= Brazilian hair straightening =

Semi-permanent hair straightening method

Brazilian hair straightening is a semi-permanent hair straightening method done by temporarily sealing a liquid solution consisting of formaldehyde or a formaldehyde derivative and a preservative solution into the hair with a hair iron.

The technique has many variations and is known by several other names and brands, including Brazilian Blowout, Breezilian straightening, Brazilian Keratin Treatment, Professional Probelle, BKT, and Keratin Cure. It is called Escova Progressiva in Brazil and Alisado brasileiro in Portugal.

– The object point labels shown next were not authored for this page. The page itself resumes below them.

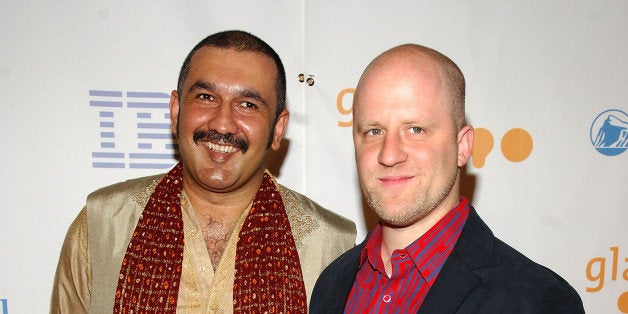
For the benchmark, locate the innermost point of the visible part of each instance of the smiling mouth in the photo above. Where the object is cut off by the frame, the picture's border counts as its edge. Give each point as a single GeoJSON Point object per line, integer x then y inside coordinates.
{"type": "Point", "coordinates": [222, 143]}
{"type": "Point", "coordinates": [221, 148]}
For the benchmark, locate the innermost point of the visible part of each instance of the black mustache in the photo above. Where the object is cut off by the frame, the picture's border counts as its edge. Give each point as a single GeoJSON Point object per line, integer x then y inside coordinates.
{"type": "Point", "coordinates": [215, 136]}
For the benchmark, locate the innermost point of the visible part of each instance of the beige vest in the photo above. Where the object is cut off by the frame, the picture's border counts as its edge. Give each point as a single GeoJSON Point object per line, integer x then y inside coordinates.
{"type": "Point", "coordinates": [113, 212]}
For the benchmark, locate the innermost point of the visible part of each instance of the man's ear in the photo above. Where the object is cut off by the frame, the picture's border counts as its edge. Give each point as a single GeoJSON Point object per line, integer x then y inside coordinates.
{"type": "Point", "coordinates": [465, 143]}
{"type": "Point", "coordinates": [174, 112]}
{"type": "Point", "coordinates": [280, 128]}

The original formulation included formaldehyde H_{2}CO or methylene glycol H_{2}C(OH)_{2}. The two products readily interconvert, and coexist in chemical equilibrium, when dissolved in water or body fluids. Since formaldehyde is a known health hazard, the compositions have been banned in several countries including Canada and the European Union. It is still performed in the United States, though there are regulations and have been controversies regarding the treatment. As of 2024, the states of Maryland and California have begun the process to ban all personal care products containing formaldehyde. In California, Governor Gavin Newsom signed it into law under the Toxic-Free Cosmetics Act.

== Characteristics ==
Brazilian hair straightening treatments are meant to mostly or partially eliminate hair frizz and straighten curls and waves. They can be performed on all types of hair, whether natural or chemically-treated (bleached, highlighted, colored, permed, relaxed or previously straightened).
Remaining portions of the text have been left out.